« Posts list

Elm: counting groups of items in a list

So. Elm. It's been an interesting experience for me, coming from a procedural language (JS) background. The learning curve is steep, but the functional nature of Elm, along with its compile time type safety really pays off. One of the (few!) problems I've found as a newcomer however, is that the documentation can be really frustrating sometimes. In this post, I hope to remedy that slightly by providing a newcomer's perspective on a little bit of data processing in Elm.

Header photo by @rawpixel

Let's say I've collected a list of tags from questions on StackOverflow. I want to create a unique dictionary of tags and the number of times they occur in the dataset. To do that, we'll need to process the data from a flat list into a Dict of key/value pairs. The key will be the name of the tag, and the value will be the number of occurrences in the dataset.

Starting at the beginning (whoa)

First, let's just render this List of tags:

tagList =
    [ "elm"
    , "javascript"
    , "javascript"
    , "rust"
    , "elm"
    , "rust"
    , "javascript"
    , "typescript"
    ]

Cool. We'll store that list in a Model to pass to some rendering layer:

import List

type alias Model =
    { tagList : List String
    }


init : ( Model, Cmd Msg )
init =
    ( { tagList =
            [ "elm"
            , "javascript"
            , "javascript"
            , "rust"
            , "elm"
            , "rust"
            , "javascript"
            , "typescript"
            ]
      }
    , Cmd.none
    )

This will store the list of tags under model.tagList, which we can use in the view to render a (not so) pretty list:

view : Model -> Html msg
view model =
    div []
        [ section []
            [ text "All the tags"
            , ul [] (List.map (\tag -> li [] [ text tag ]) model.tagList)
            ]
        ]

The entire program so far is shown below. It's a pretty standard Elm boilerplate app. The most interesting bits are described above; how we store the list, and how we present it.

Great, we've got a working Elm program. Next, I'll go into a bit of data processing to turn this flat, boring list into a Dict of tags and counts.

Dicts

As a first step towards grouping the data, we need to start using a Dict. Dicts contain unique keys with an associated value. They're the same as Map()s in JavaScript. As a first step we'll just render a list of unique tags to keep things understandable. The counts will come later.
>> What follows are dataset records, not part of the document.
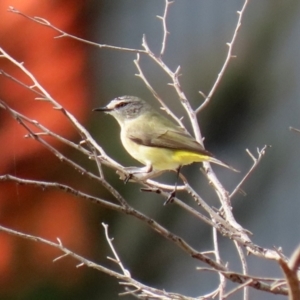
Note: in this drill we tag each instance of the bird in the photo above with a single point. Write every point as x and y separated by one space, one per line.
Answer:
153 139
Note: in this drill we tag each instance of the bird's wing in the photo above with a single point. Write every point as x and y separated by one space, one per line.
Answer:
162 133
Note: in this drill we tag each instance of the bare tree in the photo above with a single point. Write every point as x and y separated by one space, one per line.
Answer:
222 220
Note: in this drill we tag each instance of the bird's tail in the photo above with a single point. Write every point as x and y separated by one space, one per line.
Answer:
218 162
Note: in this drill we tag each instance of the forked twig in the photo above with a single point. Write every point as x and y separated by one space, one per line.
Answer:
256 161
227 60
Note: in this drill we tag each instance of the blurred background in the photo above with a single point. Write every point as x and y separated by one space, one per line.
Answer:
255 104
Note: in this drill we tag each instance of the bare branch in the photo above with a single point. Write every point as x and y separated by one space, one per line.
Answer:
164 23
227 60
63 34
256 161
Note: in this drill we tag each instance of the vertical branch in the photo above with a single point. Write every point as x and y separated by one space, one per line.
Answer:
164 23
229 56
222 284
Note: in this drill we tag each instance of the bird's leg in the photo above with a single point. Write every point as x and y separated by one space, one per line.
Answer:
173 193
134 170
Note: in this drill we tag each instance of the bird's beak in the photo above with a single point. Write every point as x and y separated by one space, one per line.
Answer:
105 109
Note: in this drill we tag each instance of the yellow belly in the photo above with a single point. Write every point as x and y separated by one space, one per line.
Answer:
161 158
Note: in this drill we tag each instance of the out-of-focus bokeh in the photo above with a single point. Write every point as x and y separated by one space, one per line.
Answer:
256 102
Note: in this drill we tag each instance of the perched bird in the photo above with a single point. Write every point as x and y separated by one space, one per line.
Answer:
153 139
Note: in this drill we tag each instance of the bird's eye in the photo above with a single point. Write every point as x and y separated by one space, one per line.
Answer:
121 104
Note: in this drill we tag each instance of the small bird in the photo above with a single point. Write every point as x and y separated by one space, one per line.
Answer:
153 139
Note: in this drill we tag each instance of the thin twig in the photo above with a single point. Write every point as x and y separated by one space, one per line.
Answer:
244 268
164 23
117 259
63 34
222 284
256 161
228 58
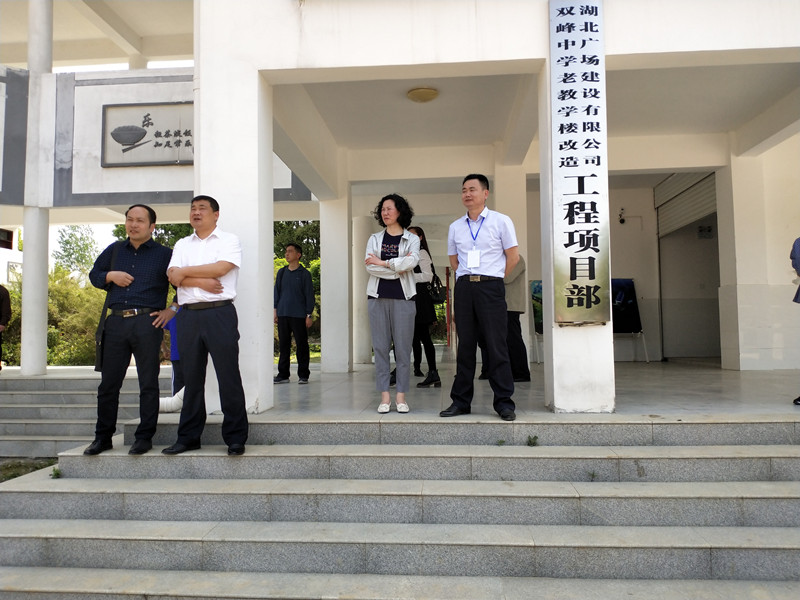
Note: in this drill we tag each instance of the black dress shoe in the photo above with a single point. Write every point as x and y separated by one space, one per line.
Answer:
454 411
178 448
507 414
98 446
140 446
235 449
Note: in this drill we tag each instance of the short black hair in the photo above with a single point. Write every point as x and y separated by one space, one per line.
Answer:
402 206
149 210
423 242
214 204
482 179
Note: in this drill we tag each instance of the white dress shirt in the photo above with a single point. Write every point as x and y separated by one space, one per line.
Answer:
492 234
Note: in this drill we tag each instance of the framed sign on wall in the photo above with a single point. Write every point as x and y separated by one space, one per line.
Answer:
137 135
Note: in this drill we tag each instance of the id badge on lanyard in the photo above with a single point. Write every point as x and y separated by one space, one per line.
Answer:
474 255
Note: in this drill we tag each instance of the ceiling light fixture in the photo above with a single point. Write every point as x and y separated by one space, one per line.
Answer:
422 94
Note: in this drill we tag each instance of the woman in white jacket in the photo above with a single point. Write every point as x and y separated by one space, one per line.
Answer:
391 257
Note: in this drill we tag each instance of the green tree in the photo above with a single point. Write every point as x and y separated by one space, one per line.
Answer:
72 313
305 233
166 234
77 249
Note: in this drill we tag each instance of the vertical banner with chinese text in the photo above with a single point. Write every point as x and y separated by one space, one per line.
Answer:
582 285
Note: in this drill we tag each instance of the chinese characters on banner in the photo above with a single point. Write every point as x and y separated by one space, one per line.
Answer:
148 134
582 287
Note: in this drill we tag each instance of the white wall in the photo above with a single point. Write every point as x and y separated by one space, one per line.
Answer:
689 285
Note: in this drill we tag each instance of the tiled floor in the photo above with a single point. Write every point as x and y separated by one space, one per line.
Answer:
693 387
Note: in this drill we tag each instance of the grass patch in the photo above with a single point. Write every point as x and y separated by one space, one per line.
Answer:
14 468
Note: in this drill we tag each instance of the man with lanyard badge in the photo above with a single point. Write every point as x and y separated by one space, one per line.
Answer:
482 247
208 324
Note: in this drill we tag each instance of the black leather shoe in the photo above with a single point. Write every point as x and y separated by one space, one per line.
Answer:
507 414
235 449
98 446
140 446
178 448
454 411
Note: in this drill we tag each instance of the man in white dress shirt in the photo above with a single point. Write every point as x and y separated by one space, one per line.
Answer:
205 269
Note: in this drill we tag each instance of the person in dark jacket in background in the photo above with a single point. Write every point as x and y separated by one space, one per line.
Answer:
294 307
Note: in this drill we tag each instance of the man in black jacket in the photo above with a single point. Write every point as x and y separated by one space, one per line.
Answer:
294 305
137 284
5 317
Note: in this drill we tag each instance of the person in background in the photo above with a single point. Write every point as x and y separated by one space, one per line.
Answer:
294 307
426 315
390 259
5 317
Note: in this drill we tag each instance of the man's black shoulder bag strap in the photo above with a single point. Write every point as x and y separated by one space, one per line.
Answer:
98 336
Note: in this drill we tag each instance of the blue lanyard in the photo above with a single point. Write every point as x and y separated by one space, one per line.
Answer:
475 237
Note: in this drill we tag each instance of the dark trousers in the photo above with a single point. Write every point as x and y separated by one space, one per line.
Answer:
480 312
122 338
288 327
213 331
177 377
517 353
422 339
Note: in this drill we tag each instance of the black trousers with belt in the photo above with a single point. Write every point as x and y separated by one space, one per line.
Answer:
288 327
213 331
123 337
480 312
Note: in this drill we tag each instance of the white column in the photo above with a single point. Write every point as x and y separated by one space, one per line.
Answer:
38 194
363 227
336 249
746 303
510 197
233 163
578 361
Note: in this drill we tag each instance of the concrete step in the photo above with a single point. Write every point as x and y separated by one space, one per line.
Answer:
46 427
544 430
741 504
735 553
69 412
34 446
80 380
61 397
488 463
79 584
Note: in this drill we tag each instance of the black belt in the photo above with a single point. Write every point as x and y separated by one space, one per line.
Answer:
474 278
132 312
204 305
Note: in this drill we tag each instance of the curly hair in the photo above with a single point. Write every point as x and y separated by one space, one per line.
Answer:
402 206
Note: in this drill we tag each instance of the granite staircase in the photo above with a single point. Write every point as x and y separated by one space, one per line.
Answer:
42 416
414 506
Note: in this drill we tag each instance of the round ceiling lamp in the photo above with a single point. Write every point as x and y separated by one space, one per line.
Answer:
422 94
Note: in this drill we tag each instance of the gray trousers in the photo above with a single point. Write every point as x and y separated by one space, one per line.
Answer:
392 320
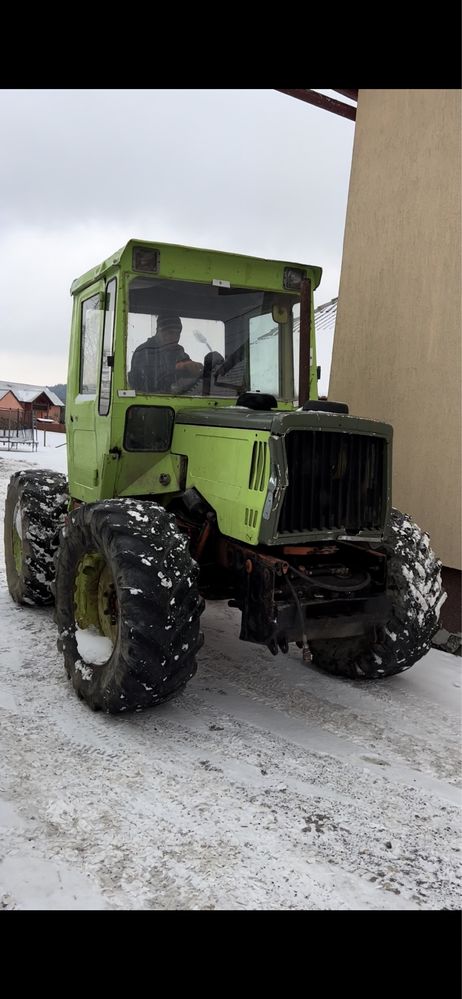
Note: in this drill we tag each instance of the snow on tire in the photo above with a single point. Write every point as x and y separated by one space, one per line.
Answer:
35 509
126 585
414 586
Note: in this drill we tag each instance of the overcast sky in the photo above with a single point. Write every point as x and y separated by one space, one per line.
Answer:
82 171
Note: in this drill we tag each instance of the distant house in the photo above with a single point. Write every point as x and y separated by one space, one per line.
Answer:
37 400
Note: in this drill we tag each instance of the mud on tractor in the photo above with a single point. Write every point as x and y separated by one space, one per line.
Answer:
193 473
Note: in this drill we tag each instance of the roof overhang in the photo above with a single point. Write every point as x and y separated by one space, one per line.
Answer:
327 103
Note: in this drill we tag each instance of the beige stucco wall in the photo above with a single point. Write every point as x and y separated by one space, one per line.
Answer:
397 347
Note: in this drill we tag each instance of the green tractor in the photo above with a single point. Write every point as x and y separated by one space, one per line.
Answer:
193 473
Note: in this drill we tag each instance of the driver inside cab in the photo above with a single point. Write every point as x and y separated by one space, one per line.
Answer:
160 364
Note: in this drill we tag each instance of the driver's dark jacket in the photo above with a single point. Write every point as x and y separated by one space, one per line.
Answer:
154 366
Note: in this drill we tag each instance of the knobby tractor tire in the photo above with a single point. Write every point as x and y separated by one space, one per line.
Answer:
35 509
124 572
414 586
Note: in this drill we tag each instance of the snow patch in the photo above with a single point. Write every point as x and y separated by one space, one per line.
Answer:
93 647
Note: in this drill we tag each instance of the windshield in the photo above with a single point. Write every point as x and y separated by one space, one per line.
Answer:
203 339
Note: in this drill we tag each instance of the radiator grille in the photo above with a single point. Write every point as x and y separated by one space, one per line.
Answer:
336 481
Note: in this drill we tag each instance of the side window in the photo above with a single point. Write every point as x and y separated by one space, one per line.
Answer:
264 354
107 358
89 344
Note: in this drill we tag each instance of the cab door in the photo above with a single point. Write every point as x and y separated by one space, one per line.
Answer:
83 389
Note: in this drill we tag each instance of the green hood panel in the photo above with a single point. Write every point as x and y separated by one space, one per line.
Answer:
279 422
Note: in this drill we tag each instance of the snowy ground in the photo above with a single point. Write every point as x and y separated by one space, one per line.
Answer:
266 785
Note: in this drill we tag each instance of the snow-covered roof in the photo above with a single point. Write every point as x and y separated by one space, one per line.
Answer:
27 393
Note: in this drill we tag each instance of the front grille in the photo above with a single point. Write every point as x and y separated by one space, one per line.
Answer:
336 482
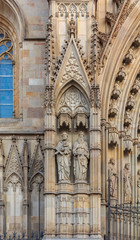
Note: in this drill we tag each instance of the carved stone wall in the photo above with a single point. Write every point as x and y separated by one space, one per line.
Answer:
77 117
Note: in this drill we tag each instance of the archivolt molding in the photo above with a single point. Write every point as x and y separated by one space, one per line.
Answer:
116 53
130 58
36 164
13 166
115 22
119 87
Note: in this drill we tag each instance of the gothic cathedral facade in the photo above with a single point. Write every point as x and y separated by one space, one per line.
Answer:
69 114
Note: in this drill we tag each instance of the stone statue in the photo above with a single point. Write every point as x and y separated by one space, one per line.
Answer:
138 184
127 176
81 156
112 172
63 153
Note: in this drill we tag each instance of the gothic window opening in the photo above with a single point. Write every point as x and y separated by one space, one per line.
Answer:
6 75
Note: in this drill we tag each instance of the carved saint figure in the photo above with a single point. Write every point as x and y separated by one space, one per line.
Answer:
113 178
81 156
138 184
127 176
63 153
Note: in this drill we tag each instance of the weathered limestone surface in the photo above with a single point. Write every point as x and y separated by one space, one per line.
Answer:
76 119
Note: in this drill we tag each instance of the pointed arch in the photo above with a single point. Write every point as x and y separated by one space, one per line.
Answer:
72 71
11 10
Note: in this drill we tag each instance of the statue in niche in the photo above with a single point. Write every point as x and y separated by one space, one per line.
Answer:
81 156
138 184
113 177
127 176
63 154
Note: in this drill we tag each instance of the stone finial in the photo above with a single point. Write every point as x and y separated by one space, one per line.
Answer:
72 25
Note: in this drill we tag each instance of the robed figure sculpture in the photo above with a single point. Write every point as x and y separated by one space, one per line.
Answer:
81 156
63 154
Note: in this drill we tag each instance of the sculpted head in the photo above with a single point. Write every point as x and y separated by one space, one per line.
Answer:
81 135
112 161
64 136
127 166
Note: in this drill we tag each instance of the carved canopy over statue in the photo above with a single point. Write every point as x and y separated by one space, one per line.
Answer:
63 153
127 176
81 156
113 178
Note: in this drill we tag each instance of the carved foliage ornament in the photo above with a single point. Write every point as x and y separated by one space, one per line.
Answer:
73 105
72 71
13 168
5 45
72 9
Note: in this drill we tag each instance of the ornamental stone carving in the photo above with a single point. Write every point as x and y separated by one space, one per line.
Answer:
72 102
113 137
112 172
81 156
63 155
121 75
138 184
127 176
116 91
128 144
72 71
128 58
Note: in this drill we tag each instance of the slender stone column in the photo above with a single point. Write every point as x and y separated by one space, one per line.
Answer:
25 201
1 190
121 165
95 169
50 176
134 171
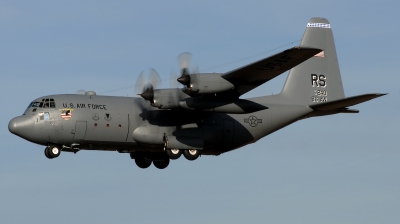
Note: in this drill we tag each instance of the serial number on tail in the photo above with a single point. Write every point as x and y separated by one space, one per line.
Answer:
316 99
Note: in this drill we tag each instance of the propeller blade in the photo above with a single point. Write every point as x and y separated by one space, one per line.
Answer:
173 80
195 69
140 83
184 59
154 78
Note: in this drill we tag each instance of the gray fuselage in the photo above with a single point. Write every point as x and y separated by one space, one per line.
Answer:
108 123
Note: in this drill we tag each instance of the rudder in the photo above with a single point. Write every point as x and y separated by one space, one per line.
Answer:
318 79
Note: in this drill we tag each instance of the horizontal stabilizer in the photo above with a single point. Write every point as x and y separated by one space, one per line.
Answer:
346 102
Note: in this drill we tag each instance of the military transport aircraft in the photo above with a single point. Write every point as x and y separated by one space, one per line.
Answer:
205 117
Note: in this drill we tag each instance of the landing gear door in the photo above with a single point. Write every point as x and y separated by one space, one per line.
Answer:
227 138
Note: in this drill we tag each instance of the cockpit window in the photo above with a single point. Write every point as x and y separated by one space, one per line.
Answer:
44 103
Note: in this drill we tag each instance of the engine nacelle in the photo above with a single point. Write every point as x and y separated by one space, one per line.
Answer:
207 83
168 98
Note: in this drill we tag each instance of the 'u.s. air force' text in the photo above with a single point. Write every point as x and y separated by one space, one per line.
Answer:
85 105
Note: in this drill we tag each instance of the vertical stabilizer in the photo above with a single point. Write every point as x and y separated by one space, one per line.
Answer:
318 79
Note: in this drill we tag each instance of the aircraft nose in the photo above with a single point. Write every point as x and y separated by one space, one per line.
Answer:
22 126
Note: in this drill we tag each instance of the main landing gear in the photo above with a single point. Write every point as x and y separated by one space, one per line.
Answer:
161 159
52 151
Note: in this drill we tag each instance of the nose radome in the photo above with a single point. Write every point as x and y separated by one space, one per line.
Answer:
22 126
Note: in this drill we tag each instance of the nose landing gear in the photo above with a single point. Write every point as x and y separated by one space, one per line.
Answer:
52 151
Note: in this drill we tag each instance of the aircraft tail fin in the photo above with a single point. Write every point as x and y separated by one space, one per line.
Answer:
318 79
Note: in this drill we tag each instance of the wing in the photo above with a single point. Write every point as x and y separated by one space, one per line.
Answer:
250 76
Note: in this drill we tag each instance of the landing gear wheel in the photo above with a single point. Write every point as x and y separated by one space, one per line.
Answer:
174 153
142 162
191 154
161 164
53 151
46 152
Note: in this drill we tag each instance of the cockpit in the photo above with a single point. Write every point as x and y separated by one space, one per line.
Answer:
43 103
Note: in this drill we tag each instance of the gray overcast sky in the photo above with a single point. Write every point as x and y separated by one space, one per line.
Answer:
335 169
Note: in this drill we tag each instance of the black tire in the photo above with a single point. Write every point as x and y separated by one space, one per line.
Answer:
142 162
191 154
161 164
174 153
46 152
53 151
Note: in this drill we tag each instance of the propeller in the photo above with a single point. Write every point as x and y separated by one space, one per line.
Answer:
146 84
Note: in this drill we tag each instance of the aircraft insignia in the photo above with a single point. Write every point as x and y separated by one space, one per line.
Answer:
253 121
95 116
108 117
66 113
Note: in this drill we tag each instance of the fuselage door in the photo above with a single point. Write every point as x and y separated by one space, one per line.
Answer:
80 130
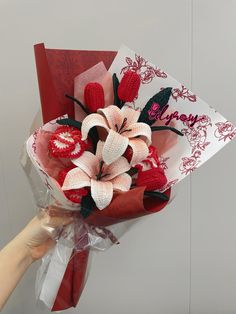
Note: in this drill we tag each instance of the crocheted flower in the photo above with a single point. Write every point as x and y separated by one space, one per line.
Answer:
94 96
123 131
103 179
73 195
66 142
129 86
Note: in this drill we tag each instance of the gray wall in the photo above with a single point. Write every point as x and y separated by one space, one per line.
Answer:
182 260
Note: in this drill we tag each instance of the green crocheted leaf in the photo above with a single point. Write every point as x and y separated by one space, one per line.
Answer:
161 99
70 122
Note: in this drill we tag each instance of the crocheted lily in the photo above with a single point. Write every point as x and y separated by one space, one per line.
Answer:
103 179
123 131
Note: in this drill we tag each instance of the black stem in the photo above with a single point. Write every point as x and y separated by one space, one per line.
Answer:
78 103
164 128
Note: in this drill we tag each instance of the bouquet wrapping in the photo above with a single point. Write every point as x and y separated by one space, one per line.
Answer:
118 133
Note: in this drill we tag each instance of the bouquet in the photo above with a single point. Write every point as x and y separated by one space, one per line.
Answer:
118 133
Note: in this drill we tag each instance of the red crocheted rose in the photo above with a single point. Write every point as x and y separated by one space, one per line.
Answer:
94 96
129 86
66 142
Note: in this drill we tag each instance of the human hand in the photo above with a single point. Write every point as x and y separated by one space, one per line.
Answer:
38 237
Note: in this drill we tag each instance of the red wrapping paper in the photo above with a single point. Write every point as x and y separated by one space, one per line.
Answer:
56 70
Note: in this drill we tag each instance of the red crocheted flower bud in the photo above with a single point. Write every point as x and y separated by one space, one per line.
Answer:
76 195
153 179
94 96
129 86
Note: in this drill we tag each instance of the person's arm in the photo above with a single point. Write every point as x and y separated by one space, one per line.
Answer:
29 245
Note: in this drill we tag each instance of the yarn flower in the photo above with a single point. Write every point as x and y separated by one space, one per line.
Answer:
91 171
123 131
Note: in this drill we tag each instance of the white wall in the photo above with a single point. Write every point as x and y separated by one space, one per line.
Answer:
182 260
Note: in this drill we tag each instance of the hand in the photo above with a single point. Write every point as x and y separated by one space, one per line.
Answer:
38 236
29 245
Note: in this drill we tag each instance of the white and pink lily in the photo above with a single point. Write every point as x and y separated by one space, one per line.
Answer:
123 131
91 171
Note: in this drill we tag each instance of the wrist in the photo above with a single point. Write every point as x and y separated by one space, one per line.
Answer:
23 250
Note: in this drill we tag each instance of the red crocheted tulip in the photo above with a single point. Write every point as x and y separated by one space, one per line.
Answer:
73 195
153 179
129 86
94 96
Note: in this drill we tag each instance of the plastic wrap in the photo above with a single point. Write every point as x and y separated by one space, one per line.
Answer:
167 105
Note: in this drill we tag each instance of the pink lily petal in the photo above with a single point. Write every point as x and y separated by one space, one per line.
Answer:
90 121
99 150
139 129
87 162
130 114
101 193
76 179
122 182
113 116
118 167
114 147
140 150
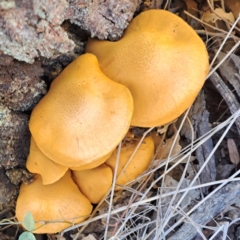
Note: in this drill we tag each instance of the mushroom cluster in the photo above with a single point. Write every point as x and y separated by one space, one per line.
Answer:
148 78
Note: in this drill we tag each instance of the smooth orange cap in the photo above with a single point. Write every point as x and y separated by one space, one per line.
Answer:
162 61
84 115
61 202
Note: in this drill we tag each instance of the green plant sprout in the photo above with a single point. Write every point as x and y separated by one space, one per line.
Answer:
29 225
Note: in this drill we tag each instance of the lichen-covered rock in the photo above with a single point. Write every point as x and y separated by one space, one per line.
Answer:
15 138
103 19
29 29
20 85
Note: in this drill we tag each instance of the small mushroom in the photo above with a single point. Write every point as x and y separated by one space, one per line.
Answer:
94 183
84 115
138 164
37 162
55 206
162 61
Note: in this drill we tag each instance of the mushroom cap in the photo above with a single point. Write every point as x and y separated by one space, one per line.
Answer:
94 183
139 163
161 60
93 164
84 115
37 162
61 200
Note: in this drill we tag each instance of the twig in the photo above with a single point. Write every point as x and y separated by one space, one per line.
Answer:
228 96
226 196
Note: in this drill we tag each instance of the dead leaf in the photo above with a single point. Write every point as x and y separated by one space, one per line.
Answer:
233 152
234 6
89 237
191 8
218 14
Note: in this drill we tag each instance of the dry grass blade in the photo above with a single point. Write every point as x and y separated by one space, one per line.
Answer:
233 151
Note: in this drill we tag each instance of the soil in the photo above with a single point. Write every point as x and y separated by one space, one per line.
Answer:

First, the model type needs to change to use an Elm Dict for our list of tags:

import Dict exposing (..)

type alias Model =
    { tagList : Dict String Int
    }

tagList is now of type Dict String Int, which is a map of String keys to Int values. This will hold the tag -> count mapping.

We need to write a function to transform the list of tags when the model is initialised, so let's write that:

import Dict exposing (..)

-- ...

groupTags : List String -> Dict String Int
groupTags tags =
    tags
        |> List.foldr (\tag -> Dict.insert tag 0) Dict.empty

This function will foldr (Array.reduce() in JavaScript parlance) the tag list and create a Dict. The keys will be the unique list of tags from the input, while the values at the moment will all be 0 for simplicity's sake.

The |> is some syntactic sugar. The above is the same as this:

groupTags : List String -> Dict String Int
groupTags tags =
    List.foldr (\tag -> Dict.insert tag 0) Dict.empty tags

The |> operator "fills in" the last argument of List.foldr function with tags.

A quick aside: in the docs for foldr you'll see a signature that looks like this:

foldr : (a -> b -> b) -> b -> List a -> b

This is frustratingly obtuse for a beginner (or at least was for me), so let's rename the variables to make it a bit clearer:

foldr : (item -> carry -> carry result) -> initialValue -> inputList -> returnType

The example in the docs is foldr (+) 0 [1,2,3] == 6. I found this pretty confusing, although it's wonderfully concise. Rewritten in longer form, it's a bit more understandable:

foldr (\item carry -> carry + item) 0 [1,2,3] == 6

Hope that helps!

Anyway, now we can initialise the model:

init : ( Model, Cmd Msg )
init =
    ( { tagList =
            (groupTags
                [ "elm"
                , "javascript"
                , "javascript"
                , "rust"
                , "elm"
                , "rust"
                , "javascript"
                , "typescript"
                ]
            )
      }
    , Cmd.none
    )

Finally, we can change our render method slightly:

view : Model -> Html msg
view model =
    div []
        [ section []
            [ text "My tag list"
            , ul []
                (model.tagList
                    |> Dict.keys
                    |> List.map (\tag -> li [] [ text tag ])
                )
            ]
        ]

Again, the |> could be written like this:

(List.map (\tag -> li [] [ text tag ] (Dict.keys model.tagList)))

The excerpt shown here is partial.